First, we study the AVC with input and state constraints, when the encoder has state information in a causal or noncausal manner. For the causal setting, we develop lower and upper bounds on the random code capacity, and a deterministic code lower bound in the case of a message-averaged input constraint. In the case where a state constraint is imposed on the jammer, while the user is under no constraints, the random code bounds coincide, and the random code capacity is determined. Furthermore, for this scenario, a generalized non-symmetrizability condition is stated, under which the deterministic and random code capacities coincide. For the noncausal setting, we determine the random code capacity, and state a condition under which the deterministic and random code capacities coincide. We also consider several implications of our results on joint source-channel coding.
A second model considered in our work is the arbitrarily varying broadcast channel with degraded message sets and causal side information at the encoder. We establish inner and outer bounds on the random code and deterministic code capacity regions. Furthermore, we give conditions under which the bounds coincide, and the capacity region is determined. As an example, we consider the arbitrarily varying binary symmetric broadcast channel. We show that in some cases, the conditions hold and the capacity region is determined. Whereas, in other cases, there is a gap between the bounds. We discuss the game theoretic connection and show that the generalized minimax property does not necessarily hold for rate regions. That is, as opposed to the single-user case where the order of min and max can be reversed, the order of union and intersection of rate regions cannot necessarily be reversed.

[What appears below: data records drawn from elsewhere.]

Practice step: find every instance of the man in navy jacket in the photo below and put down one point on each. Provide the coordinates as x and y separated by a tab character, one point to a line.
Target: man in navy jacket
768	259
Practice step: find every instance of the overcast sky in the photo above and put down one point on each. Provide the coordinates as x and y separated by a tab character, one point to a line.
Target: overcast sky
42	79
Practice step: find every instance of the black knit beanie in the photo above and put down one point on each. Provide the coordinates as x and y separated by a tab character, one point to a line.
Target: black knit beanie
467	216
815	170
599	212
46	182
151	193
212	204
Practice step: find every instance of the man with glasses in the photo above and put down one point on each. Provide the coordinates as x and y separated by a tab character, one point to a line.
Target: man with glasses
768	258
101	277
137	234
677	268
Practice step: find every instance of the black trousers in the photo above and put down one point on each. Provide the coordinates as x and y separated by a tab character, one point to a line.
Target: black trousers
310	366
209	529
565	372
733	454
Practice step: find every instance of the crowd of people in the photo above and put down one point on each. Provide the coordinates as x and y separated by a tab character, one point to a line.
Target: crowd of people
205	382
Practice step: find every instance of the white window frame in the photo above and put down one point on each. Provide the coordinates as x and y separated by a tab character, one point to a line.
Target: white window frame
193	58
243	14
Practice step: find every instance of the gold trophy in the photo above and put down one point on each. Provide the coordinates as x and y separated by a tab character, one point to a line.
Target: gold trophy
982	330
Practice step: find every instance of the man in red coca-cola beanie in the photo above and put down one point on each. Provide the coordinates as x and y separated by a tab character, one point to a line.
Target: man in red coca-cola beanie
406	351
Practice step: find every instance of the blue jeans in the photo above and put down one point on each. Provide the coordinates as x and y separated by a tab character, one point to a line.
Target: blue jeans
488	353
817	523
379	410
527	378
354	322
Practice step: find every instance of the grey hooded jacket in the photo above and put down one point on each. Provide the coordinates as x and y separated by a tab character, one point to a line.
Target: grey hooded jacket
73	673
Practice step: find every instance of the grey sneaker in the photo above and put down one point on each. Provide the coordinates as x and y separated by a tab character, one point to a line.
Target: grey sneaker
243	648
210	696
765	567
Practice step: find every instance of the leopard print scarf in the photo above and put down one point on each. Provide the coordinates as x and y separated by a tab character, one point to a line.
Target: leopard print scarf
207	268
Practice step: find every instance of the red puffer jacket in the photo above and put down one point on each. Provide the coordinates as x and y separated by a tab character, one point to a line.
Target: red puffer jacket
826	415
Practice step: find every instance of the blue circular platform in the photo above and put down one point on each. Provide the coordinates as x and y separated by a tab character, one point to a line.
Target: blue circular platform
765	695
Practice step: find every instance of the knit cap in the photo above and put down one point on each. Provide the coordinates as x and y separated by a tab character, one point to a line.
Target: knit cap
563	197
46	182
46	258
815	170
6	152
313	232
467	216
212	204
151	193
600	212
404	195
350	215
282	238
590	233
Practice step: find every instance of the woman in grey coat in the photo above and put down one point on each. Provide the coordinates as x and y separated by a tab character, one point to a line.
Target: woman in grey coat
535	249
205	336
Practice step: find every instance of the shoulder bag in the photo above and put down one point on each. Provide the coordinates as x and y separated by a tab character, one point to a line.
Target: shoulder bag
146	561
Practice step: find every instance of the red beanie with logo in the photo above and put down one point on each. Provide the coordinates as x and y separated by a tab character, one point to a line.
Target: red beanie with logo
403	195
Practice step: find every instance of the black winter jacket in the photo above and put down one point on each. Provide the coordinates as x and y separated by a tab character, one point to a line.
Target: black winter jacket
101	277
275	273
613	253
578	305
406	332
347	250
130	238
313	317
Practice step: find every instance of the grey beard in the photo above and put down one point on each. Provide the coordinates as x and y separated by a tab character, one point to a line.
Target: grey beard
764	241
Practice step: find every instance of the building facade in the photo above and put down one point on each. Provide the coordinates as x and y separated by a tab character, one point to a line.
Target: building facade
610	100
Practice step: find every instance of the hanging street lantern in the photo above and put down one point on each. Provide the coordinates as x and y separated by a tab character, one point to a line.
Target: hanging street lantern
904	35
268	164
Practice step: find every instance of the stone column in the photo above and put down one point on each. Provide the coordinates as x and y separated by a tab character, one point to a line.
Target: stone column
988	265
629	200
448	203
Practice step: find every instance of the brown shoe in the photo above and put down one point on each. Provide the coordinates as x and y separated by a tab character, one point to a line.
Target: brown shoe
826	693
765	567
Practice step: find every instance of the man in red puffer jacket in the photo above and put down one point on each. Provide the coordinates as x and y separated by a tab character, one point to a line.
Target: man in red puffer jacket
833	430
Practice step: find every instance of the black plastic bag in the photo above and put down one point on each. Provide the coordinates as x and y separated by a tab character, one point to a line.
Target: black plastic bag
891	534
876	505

The third model is the arbitrarily varying relay channel. We establish the cutset bound and the full/partial decode-forward bound. We further determine the random code capacity for special cases. Then, we consider conditions under which the deterministic code capacity is determined as well. Additional results are established for the arbitrarily varying Gaussian relay channel and the primitive arbitrarily varying relay channel. We show that Kim’s assertion (2007) ? that “the primitive relay channel captures most essential features and challenges of relaying, and thus serves as a good testbed for new relay coding techniques” ? is not necessarily true in the arbitrarily varying scenario.
Finally, we consider the arbitrarily varying multiple access channel. We determine the capacity region, both with and without constraints. Without constraints, the characterization due to Ahlswede and Cai (1999) is complete except for two cases, pointed out in the literature as an open problem. The missing piece is obtained as a special case of our results.